Feichtner v. Kalmbach Feeds, Inc., Unpublished Decision (11-15-2004)

2004 Ohio 6048
CourtOhio Court of Appeals
DecidedNovember 15, 2004
DocketCase No. 16-04-09.
StatusUnpublished
Cited by2 cases

This text of 2004 Ohio 6048 (Feichtner v. Kalmbach Feeds, Inc., Unpublished Decision (11-15-2004)) is published on Counsel Stack Legal Research, covering Ohio Court of Appeals primary law. Counsel Stack provides free access to over 12 million legal documents including statutes, case law, regulations, and constitutions.

Bluebook
Feichtner v. Kalmbach Feeds, Inc., Unpublished Decision (11-15-2004), 2004 Ohio 6048 (Ohio Ct. App. 2004).

Opinion

OPINION
{¶ 1} Appellants, Deborah and Glen Feichtner, appeal summary judgments of the Wyandot County Court of Common Pleas in favor of appellee, Kalmbach Feeds (hereinafter "Kalmbach") on a matter of alleged wrongful termination and a denial of insurance benefits involving both appellants.
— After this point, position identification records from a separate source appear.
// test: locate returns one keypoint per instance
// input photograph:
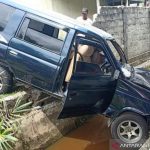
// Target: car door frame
(64, 47)
(77, 111)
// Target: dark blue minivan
(82, 65)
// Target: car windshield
(120, 57)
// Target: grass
(5, 95)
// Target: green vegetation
(9, 123)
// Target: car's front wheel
(6, 81)
(130, 128)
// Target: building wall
(131, 28)
(67, 7)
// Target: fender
(5, 65)
(125, 110)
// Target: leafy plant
(9, 123)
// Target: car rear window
(5, 14)
(42, 35)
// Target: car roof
(62, 19)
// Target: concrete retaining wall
(131, 28)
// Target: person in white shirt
(84, 17)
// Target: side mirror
(116, 74)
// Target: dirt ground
(93, 135)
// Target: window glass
(42, 35)
(5, 14)
(116, 54)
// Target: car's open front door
(88, 95)
(90, 91)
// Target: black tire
(120, 131)
(6, 81)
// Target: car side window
(6, 13)
(42, 35)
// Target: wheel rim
(1, 84)
(129, 131)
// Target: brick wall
(131, 28)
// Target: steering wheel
(105, 66)
(80, 56)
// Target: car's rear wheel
(130, 128)
(6, 81)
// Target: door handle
(73, 94)
(11, 52)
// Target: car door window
(91, 60)
(42, 35)
(6, 12)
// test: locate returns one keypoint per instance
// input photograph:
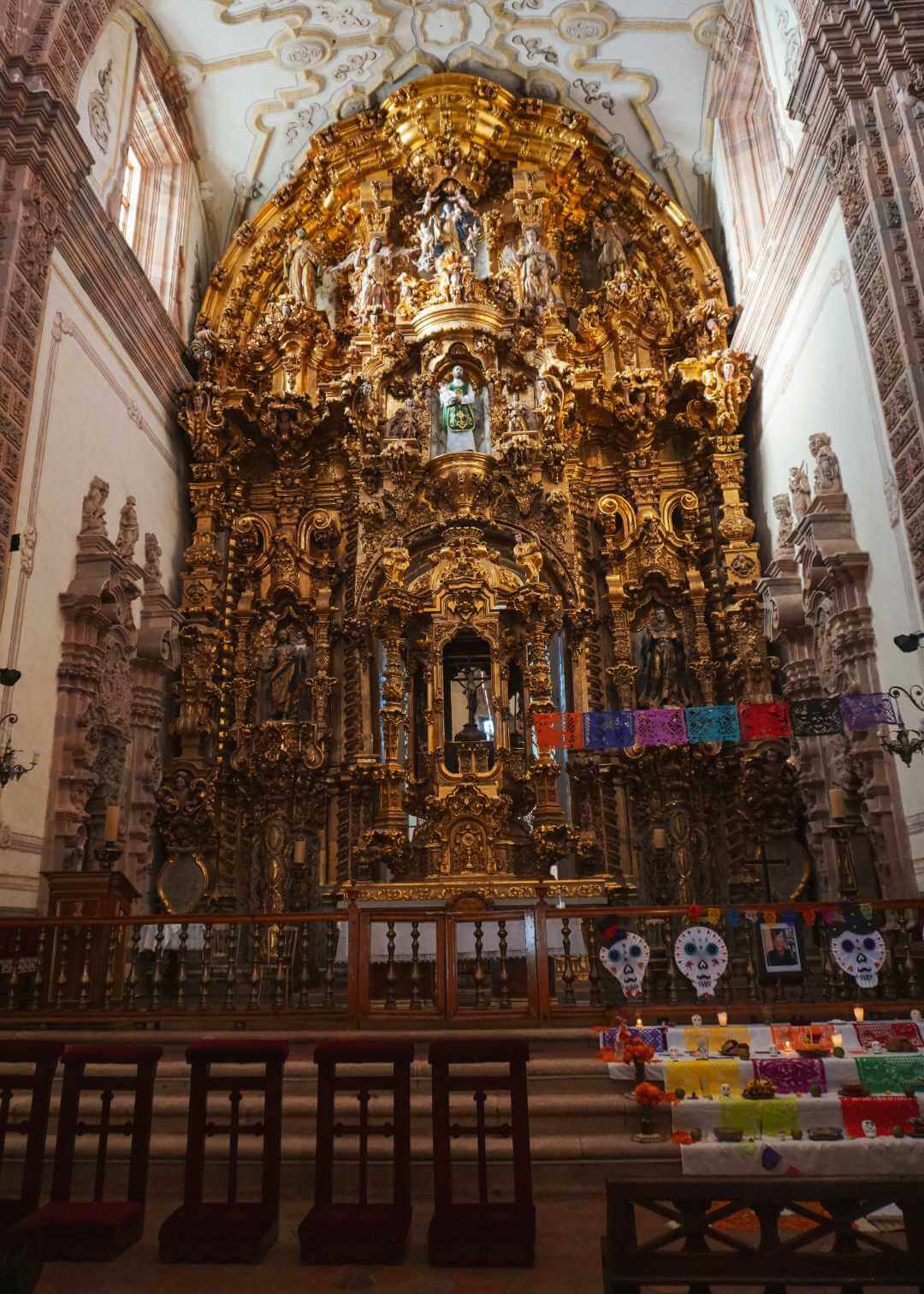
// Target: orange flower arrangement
(648, 1095)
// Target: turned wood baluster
(416, 1000)
(305, 967)
(86, 982)
(206, 977)
(593, 968)
(157, 978)
(909, 965)
(255, 953)
(39, 981)
(231, 968)
(568, 970)
(329, 965)
(479, 973)
(671, 977)
(131, 986)
(63, 959)
(181, 970)
(15, 970)
(391, 970)
(109, 988)
(280, 975)
(504, 975)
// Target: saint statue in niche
(459, 414)
(300, 268)
(449, 223)
(663, 677)
(537, 272)
(285, 670)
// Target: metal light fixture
(906, 745)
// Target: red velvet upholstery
(87, 1231)
(245, 1051)
(40, 1059)
(100, 1228)
(361, 1231)
(351, 1232)
(489, 1232)
(477, 1051)
(219, 1232)
(231, 1232)
(358, 1051)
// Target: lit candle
(111, 829)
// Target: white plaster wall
(92, 414)
(116, 42)
(818, 377)
(780, 45)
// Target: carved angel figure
(128, 530)
(537, 272)
(528, 556)
(827, 474)
(800, 490)
(300, 268)
(93, 520)
(785, 520)
(395, 561)
(611, 250)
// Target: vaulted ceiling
(263, 75)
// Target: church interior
(462, 620)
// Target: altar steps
(581, 1124)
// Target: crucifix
(470, 679)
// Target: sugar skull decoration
(625, 955)
(860, 955)
(702, 957)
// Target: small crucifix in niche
(472, 681)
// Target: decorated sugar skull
(860, 955)
(625, 955)
(702, 957)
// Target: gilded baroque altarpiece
(466, 450)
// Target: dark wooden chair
(20, 1250)
(100, 1228)
(363, 1231)
(485, 1233)
(232, 1232)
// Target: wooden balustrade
(358, 965)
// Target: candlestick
(111, 828)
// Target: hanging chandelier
(10, 770)
(906, 745)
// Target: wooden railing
(370, 967)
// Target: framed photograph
(780, 952)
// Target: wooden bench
(694, 1253)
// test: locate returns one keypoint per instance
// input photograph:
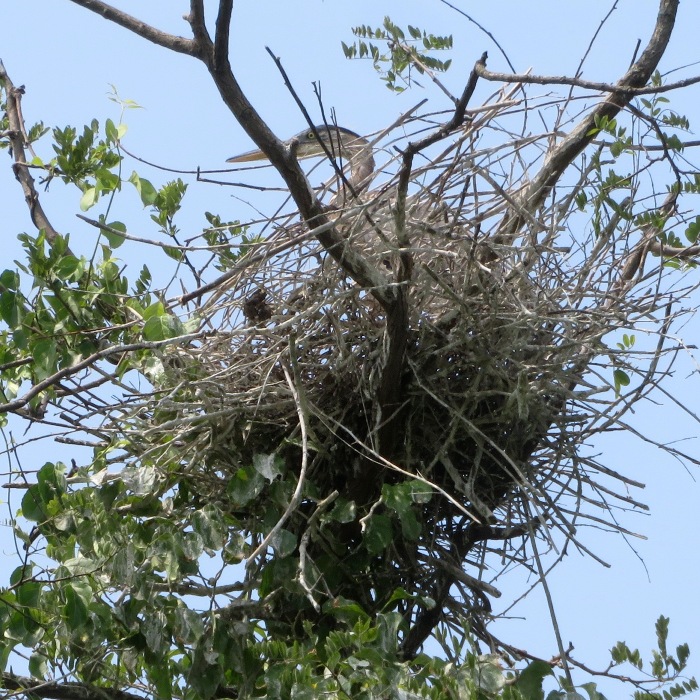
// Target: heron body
(371, 226)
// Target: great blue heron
(334, 141)
(367, 218)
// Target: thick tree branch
(169, 41)
(215, 56)
(562, 155)
(528, 78)
(63, 691)
(16, 136)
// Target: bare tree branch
(63, 691)
(562, 155)
(169, 41)
(17, 137)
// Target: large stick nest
(499, 384)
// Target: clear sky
(67, 58)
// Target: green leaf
(90, 196)
(75, 610)
(210, 524)
(284, 542)
(379, 534)
(38, 666)
(530, 680)
(144, 188)
(162, 328)
(114, 239)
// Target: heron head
(309, 144)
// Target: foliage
(233, 523)
(404, 56)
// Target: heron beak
(248, 157)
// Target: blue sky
(68, 58)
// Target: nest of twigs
(495, 383)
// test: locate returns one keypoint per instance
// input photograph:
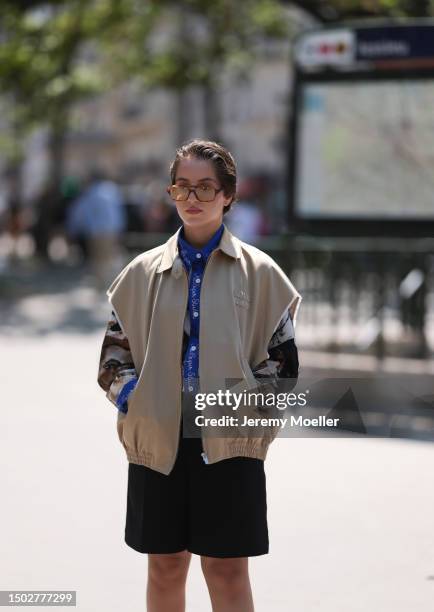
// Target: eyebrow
(208, 178)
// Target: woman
(192, 315)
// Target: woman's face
(193, 172)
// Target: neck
(199, 236)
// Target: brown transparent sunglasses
(203, 193)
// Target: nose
(194, 200)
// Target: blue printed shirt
(194, 260)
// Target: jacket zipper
(203, 454)
(180, 362)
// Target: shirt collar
(190, 252)
(229, 244)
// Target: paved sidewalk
(350, 519)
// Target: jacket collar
(229, 244)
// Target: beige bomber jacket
(244, 294)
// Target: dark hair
(222, 160)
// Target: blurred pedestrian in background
(98, 217)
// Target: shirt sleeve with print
(117, 374)
(283, 357)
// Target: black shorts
(215, 510)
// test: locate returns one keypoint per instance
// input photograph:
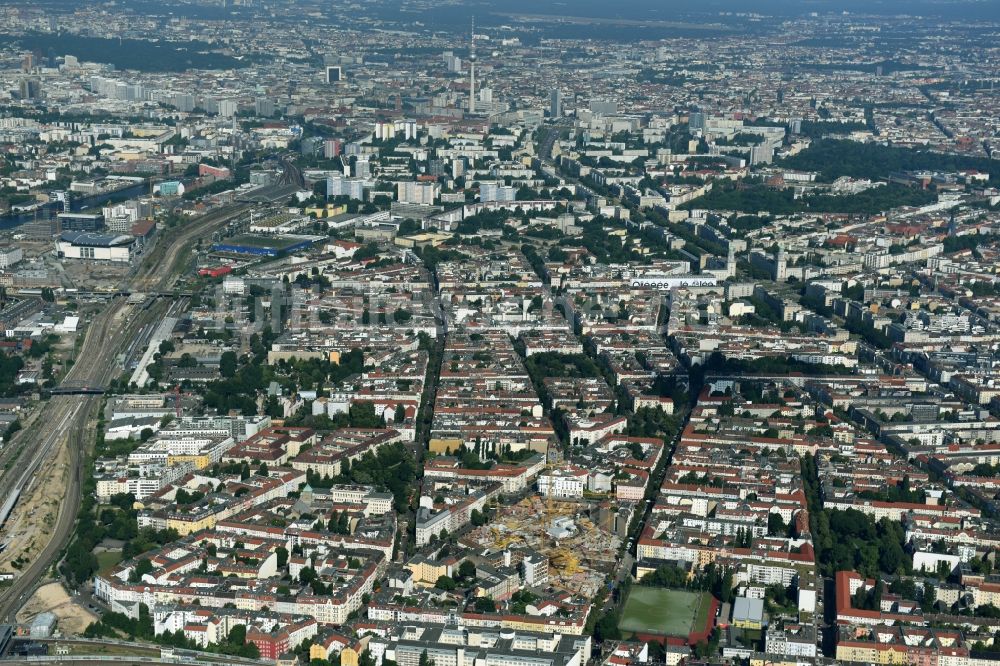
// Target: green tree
(227, 364)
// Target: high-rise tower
(472, 68)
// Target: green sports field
(654, 610)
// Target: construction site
(577, 538)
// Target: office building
(555, 103)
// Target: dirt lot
(72, 619)
(36, 513)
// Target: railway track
(68, 417)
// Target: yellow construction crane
(564, 561)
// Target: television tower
(472, 69)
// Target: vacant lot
(653, 610)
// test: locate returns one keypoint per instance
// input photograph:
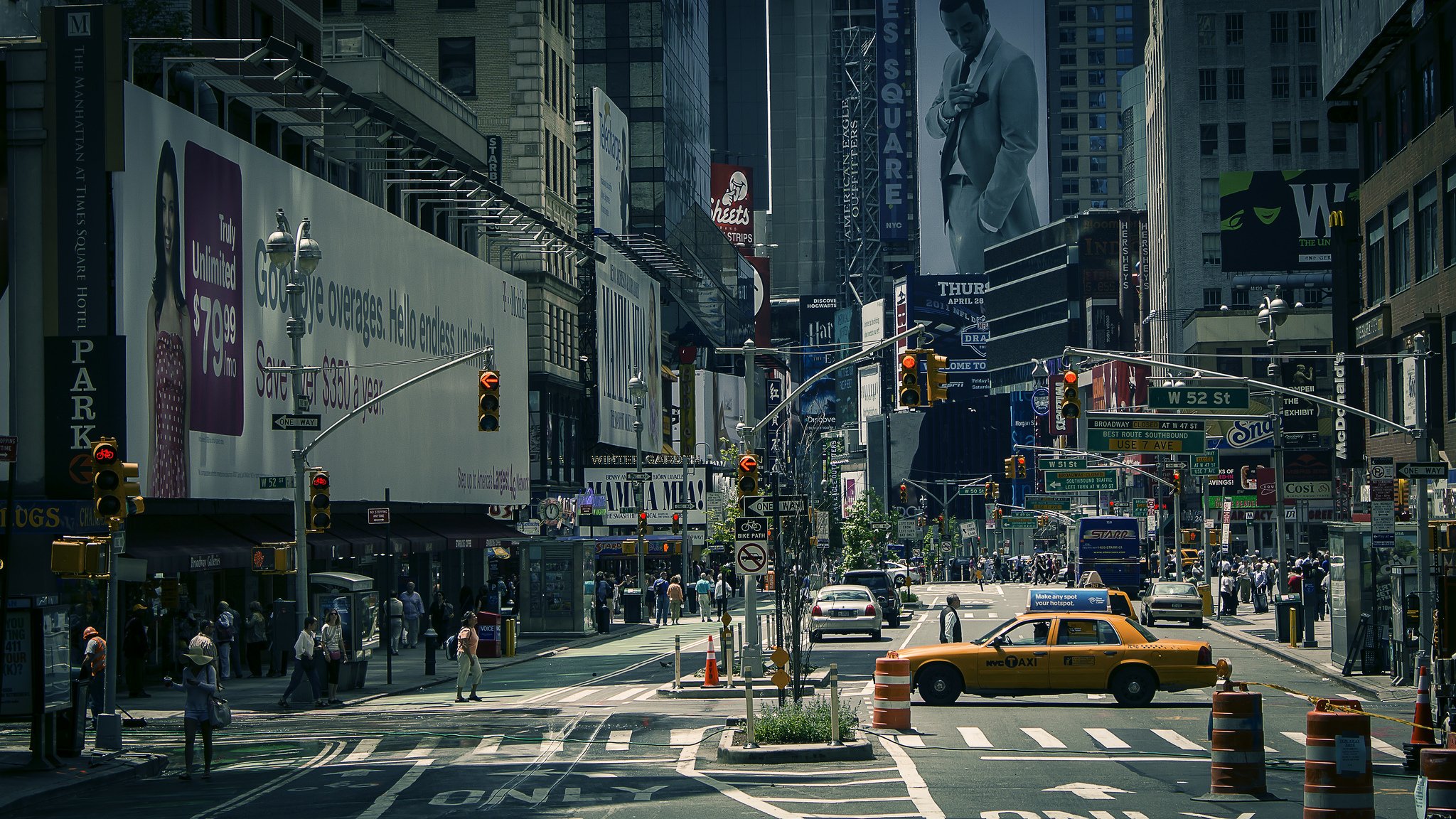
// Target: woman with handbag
(200, 684)
(332, 637)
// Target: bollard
(1339, 777)
(892, 692)
(1439, 774)
(1238, 746)
(833, 705)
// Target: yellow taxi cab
(1066, 641)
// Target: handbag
(220, 713)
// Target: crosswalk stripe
(1177, 739)
(1043, 738)
(975, 738)
(361, 752)
(619, 741)
(1106, 738)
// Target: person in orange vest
(94, 668)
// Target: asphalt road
(583, 735)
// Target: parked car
(882, 587)
(845, 609)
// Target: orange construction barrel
(892, 692)
(1339, 778)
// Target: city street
(583, 734)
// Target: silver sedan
(845, 609)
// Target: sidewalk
(1258, 630)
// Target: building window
(1210, 194)
(458, 65)
(1235, 86)
(1279, 82)
(1207, 85)
(1375, 259)
(1279, 26)
(1236, 139)
(1233, 28)
(1207, 25)
(1426, 230)
(1310, 136)
(1308, 28)
(1282, 139)
(1310, 82)
(1209, 139)
(1211, 248)
(1400, 244)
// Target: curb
(852, 751)
(133, 766)
(1299, 660)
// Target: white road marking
(975, 738)
(1177, 739)
(1043, 738)
(1106, 738)
(619, 741)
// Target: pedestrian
(134, 651)
(200, 684)
(675, 598)
(414, 609)
(226, 638)
(705, 596)
(469, 663)
(336, 652)
(94, 668)
(257, 637)
(304, 651)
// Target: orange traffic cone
(711, 672)
(1421, 734)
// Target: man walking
(414, 611)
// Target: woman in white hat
(200, 684)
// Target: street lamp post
(301, 257)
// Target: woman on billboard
(168, 355)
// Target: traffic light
(321, 515)
(112, 481)
(749, 476)
(490, 402)
(1071, 401)
(909, 379)
(935, 378)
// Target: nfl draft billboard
(204, 315)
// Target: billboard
(204, 315)
(611, 165)
(733, 205)
(983, 162)
(1283, 220)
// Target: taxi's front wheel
(941, 685)
(1135, 687)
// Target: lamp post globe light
(300, 257)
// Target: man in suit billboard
(987, 112)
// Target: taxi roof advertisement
(204, 314)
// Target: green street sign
(1157, 436)
(1204, 465)
(1081, 480)
(1197, 398)
(1062, 464)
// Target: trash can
(488, 627)
(631, 608)
(70, 724)
(1283, 605)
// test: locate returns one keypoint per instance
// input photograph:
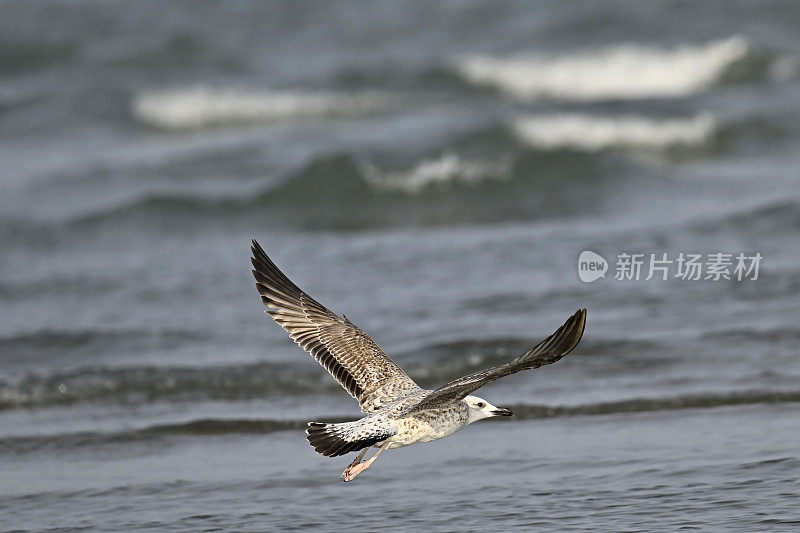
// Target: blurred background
(433, 170)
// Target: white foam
(593, 133)
(199, 107)
(620, 72)
(440, 173)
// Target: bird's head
(480, 409)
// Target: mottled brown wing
(546, 352)
(349, 354)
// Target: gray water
(433, 170)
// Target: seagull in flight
(399, 412)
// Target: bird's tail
(332, 440)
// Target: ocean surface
(433, 170)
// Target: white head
(480, 409)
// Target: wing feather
(349, 354)
(550, 350)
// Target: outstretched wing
(546, 352)
(349, 354)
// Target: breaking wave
(593, 133)
(440, 173)
(224, 426)
(619, 72)
(202, 107)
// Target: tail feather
(332, 440)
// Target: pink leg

{¶ 2} Deborah Feichtner began employment at Kalmbach in January 1999 as a grain accounting clerk. Her job duties included pricing grain, weighing trucks before and after delivery, and testing grain for moisture and fine material. As part of her compensation package, Kalmbach provided health insurance coverage for her, and at an additional price, also provided health insurance coverage for her husband, Glen, which the Feichtners elected to purchase.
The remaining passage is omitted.